И Василий Васильевич стал собирать «на топку». Куда ни пойдешь, далеко ли, близко ли, поднявшись на горку, спускаясь вниз, идешь ли в сторону или прямо — лес, лес, лес, дрова, дрова, дрова, тепло, тепло, тепло — и можно сказать, печь сама зев и раскрывает. Как же не собирать? Как же не поднять? Преступление, равнодушие к миру. «Бог дал, а я не взял», — думает он, а вечером записывает на отдельных листках, из которых составляется «Мимолетное». И так хорошо на душе. И начал собирать. Стыдно — но собираю. Мучительно — собираю. Да и мучительно только в первые минуты. Уже с третьей минуты глаза, как у рыси, хищно вонзаются — там сваленная пресухая березка тоненькая и что-то легкое, должно быть, ольха серого мышиного цвета, до того симпатично — в руке от сухости ломается.
«Сегодня надел накидку, чтобы „зрители не увидели и не посмеялись“, иду — и собираю, обрезочки, круглячки, потолще — щепки. Но волшебство — длинная сухая жердь, в 2–3 пальца в диаметре. Такие подтаскиваю друг к дружке, чтобы ночью втащить на двор. „Весь в поэзии“. Не знаю усталости. Как и за пилкою, днем, этих симпатичных жердочек».
Едва ли Розанов читал книгу «Уолден» великого американца Генри Торо, которая за несколько лет до того появилась в Москве в издательстве «Посредник» в довольно плохом русском переводе. Но если бы он знал ее, то, очевидно, как и Л. Толстой, нашел бы в ней много родственных себе мыслей о жизни, природе и единстве человека с «зорьками ранними» и «ночками темными».
Собирает Василий Васильевич хворост и размышляет: Плюшкин? Да, Плюшкин, я думаю, не так произошел, как объяснил Гоголь: что ему, помещику, землевладельцу и душевладельцу, «лоскуточек бумажки»? То же, что мне при 10 000 дохода — хворостинка. Отчего же я ее собираю? — Люблю. Поэтично.
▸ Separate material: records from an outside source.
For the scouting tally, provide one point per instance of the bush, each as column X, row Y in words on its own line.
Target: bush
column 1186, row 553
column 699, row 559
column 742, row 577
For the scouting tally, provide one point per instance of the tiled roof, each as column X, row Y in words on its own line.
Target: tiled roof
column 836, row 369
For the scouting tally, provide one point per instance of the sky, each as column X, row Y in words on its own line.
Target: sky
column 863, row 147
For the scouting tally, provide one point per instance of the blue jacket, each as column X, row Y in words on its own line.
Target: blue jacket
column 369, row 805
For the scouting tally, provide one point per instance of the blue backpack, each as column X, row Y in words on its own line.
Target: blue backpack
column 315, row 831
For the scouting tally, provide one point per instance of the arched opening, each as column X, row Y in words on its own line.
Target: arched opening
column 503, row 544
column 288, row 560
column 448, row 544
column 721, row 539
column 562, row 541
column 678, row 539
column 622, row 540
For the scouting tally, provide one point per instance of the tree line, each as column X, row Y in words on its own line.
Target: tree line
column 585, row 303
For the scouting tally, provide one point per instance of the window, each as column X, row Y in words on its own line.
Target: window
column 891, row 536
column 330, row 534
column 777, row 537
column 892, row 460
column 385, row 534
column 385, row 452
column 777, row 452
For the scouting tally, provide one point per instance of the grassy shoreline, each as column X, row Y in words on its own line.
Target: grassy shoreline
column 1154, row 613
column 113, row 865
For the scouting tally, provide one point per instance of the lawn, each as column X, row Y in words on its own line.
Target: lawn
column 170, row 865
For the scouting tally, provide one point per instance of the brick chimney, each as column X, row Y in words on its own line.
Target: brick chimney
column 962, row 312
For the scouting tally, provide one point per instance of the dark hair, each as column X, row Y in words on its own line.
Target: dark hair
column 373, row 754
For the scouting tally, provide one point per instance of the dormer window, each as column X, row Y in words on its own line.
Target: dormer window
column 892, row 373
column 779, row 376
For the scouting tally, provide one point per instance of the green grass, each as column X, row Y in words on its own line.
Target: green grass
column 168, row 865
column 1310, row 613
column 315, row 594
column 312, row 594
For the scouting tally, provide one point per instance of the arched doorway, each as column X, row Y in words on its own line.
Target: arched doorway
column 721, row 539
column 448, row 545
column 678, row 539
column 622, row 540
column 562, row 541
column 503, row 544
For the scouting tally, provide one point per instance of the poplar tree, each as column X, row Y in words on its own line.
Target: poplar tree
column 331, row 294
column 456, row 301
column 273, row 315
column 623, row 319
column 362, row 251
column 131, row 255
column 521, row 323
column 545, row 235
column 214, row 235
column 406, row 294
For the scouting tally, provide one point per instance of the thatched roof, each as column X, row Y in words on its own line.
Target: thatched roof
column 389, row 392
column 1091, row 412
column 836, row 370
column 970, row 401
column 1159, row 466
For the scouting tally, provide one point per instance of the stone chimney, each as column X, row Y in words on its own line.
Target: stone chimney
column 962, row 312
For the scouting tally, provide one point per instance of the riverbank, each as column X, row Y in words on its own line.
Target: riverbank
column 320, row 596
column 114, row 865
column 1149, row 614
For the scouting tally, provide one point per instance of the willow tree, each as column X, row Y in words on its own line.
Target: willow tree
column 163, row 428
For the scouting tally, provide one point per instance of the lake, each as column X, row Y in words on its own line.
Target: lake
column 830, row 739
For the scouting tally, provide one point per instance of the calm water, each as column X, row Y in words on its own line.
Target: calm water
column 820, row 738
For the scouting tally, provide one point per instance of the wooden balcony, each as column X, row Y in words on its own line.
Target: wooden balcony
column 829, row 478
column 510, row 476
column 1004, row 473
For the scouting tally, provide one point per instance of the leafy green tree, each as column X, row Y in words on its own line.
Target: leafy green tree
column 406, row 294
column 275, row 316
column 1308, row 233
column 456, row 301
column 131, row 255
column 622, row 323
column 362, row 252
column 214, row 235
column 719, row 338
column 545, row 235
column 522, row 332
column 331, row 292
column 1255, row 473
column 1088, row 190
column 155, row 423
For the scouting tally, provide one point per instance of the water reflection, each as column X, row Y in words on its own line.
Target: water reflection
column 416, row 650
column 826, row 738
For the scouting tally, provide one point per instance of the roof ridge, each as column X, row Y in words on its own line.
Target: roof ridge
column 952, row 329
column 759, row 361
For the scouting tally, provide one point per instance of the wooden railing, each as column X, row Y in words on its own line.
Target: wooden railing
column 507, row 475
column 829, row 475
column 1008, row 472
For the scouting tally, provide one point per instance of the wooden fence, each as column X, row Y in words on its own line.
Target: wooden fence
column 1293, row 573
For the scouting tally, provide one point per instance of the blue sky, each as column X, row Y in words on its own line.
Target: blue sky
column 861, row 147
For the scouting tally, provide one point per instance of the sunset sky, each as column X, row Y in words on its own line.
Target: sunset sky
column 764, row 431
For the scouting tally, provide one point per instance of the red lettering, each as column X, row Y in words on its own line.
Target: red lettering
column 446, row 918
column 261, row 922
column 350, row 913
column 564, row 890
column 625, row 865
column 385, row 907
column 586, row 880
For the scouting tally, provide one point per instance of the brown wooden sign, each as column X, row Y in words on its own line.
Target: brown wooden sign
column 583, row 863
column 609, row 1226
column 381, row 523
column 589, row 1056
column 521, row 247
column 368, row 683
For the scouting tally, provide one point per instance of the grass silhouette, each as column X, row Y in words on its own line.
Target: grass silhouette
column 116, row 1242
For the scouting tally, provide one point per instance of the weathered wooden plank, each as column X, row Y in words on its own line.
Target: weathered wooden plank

То было первое лето, когда он нашел в даче поэзию. И именно в этом хворосте. Василий Васильевич стал мечтать: «Если бы мне самому иметь землицу и домик? Что за русский человек без землицы? Я бы непременно тащил всякую щепку в „дом“, не по жадности (ее совершенно лишен), а потому, что образовалось „средоточие“, куда буду вообще „сносить“. В Петербурге куда же понесешь в квартиру? Ведь это вонь и нигилизм».